Pakistan's Bilal Ahmad, a counsellor at the Pakistani Mission to the UN, was elected, by acclamation, one of three vice-chairmen of the Legal Committee.

Before the General Assembly's action, three representatives rejected Israel’s nomination by the Western European and other States and requested a vote by secret ballot.  The representative of Yemen asked that the Assembly take note of his delegation’s 9 June letter to the Committee, sent in his capacity as Chair of the Arab Group, whereby he indicated his Government had rejected the candidacy of Israel for the position of Chair and requested a vote by secret ballot.

The representative of Syria also took the floor, saying that Israel was an occupying force, which contradicted the United Nations Charter, and had continued to occupy Arab territories while it flouted many General Assembly and Security Council resolutions.

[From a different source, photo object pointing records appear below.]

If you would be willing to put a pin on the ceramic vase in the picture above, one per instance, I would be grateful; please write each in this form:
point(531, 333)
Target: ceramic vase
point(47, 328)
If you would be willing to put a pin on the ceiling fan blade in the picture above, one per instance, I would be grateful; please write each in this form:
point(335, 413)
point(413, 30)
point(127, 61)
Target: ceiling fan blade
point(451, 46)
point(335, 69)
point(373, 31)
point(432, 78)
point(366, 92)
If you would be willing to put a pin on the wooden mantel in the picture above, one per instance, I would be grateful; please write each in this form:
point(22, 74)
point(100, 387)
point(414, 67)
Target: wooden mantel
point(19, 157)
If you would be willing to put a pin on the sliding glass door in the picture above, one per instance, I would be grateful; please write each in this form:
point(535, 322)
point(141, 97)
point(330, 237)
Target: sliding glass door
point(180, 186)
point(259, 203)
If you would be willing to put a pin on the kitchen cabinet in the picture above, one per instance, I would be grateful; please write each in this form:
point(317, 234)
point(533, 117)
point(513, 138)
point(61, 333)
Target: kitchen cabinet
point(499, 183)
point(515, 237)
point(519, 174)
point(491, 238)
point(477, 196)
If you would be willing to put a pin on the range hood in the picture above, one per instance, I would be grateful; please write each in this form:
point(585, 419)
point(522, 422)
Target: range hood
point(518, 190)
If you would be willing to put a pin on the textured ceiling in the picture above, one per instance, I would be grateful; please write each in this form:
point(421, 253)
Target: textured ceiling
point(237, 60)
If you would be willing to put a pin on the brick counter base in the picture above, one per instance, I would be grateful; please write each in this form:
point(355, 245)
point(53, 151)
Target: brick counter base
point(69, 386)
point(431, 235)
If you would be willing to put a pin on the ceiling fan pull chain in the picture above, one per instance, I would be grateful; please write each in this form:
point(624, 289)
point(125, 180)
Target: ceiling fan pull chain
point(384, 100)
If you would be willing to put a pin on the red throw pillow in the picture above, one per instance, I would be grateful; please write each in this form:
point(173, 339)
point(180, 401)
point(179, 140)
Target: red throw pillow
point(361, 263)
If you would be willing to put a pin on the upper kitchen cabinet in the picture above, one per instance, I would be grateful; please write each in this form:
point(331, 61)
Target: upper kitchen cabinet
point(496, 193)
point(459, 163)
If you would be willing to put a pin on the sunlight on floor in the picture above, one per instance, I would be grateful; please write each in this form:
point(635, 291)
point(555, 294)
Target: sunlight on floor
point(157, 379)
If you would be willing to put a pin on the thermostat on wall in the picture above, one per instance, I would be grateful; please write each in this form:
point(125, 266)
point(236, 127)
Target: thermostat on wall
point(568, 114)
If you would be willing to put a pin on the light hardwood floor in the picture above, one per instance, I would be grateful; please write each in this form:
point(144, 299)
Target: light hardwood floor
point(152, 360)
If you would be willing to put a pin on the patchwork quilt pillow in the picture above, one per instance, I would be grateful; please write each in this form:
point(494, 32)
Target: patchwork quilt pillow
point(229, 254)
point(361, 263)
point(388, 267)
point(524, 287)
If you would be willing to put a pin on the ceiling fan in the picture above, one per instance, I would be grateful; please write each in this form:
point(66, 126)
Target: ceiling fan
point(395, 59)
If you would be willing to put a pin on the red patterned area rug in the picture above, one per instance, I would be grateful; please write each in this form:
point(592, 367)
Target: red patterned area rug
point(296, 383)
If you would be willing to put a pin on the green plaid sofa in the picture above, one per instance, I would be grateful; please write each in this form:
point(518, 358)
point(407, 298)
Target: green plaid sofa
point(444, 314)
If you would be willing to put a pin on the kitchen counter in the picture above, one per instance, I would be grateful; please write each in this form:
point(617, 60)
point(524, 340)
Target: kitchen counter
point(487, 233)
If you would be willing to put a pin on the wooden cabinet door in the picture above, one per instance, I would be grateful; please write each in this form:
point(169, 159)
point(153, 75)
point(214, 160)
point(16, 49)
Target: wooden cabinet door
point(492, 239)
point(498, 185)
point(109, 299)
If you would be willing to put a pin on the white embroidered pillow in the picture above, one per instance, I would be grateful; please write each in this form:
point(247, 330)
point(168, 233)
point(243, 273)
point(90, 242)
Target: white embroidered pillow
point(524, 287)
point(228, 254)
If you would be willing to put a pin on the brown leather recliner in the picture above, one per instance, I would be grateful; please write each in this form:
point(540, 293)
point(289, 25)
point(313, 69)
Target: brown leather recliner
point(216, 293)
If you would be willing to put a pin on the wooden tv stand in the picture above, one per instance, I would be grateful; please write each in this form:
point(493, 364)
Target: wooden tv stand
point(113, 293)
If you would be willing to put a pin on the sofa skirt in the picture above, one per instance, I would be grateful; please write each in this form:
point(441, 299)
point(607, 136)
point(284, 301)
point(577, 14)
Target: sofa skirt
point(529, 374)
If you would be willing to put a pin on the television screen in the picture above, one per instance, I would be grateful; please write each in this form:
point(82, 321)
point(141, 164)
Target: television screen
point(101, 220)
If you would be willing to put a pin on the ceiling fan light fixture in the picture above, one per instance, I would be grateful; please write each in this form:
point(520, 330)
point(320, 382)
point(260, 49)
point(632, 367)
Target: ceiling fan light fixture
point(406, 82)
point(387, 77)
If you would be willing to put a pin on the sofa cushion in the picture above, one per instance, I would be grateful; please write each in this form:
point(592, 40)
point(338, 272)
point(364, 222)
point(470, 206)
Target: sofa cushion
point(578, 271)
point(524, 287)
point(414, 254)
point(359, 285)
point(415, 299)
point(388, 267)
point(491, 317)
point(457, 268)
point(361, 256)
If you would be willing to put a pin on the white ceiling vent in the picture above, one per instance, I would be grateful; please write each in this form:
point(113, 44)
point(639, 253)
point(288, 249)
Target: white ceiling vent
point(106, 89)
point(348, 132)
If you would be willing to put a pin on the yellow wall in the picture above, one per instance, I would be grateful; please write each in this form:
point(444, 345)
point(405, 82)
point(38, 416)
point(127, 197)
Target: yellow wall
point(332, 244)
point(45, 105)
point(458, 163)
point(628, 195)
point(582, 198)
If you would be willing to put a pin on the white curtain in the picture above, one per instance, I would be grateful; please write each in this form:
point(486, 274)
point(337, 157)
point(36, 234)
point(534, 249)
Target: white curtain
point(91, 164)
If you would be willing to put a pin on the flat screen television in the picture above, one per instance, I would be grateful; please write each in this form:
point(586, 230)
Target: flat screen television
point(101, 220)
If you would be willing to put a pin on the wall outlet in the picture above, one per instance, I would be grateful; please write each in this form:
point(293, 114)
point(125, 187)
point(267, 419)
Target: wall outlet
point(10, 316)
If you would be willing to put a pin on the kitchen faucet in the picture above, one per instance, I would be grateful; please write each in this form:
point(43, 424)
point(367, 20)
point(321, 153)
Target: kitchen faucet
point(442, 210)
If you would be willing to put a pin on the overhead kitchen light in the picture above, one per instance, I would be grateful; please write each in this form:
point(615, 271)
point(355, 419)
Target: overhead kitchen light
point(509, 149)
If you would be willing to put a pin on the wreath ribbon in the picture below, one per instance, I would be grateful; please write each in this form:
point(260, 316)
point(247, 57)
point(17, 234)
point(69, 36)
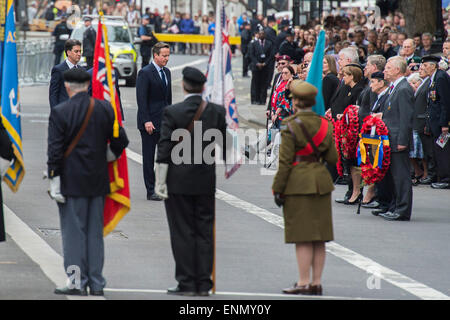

The representative of Kuwait, speaking on behalf of the Organisation of Islamic Cooperation, rejected the candidacy of Israel, which he said was an inappropriate choice to act as Chair of a committee that was specifically related to international law, of which it was in flagrant contempt.

Delegates made general statements about the secret ballot. The representative of Yemen, speaking again on behalf of the Arab Group, said Israel violated the United Nations Charter, international laws and United Nations resolutions. Israel had considered itself to be “above the law”. He regretted to say that there had been no alternative candidate and reaffirmed the Group’s rejection of Israel’s nomination.

The representative of Iran said Israel had violated international law, humanitarian law and many United Nations resolutions and had denied those actions, rejecting calls made by the international community. The decision to elect Danon of Israel undermined the credibility of the United Nations.

But the representative of the United States congratulated Danon on his election. Israel was rarely treated like any other country at the United Nations, he said, noting that votes had been called when that State had been nominated in the past.

Afterwards, the chief Palestinian delegate at the United Nations, Riyad Mansour, complained about the results of the election, saying Arab and Muslim countries had tried to prevent an Israeli victory.

Speaking to reporters, Mansour described Israel as "the biggest violator of international law" and predicted that Danon's election was "threatening the work of the Sixth Committee."

He said the Arab League and 57 member states of the Organization of Islamic Cooperation had opposed Israel's election.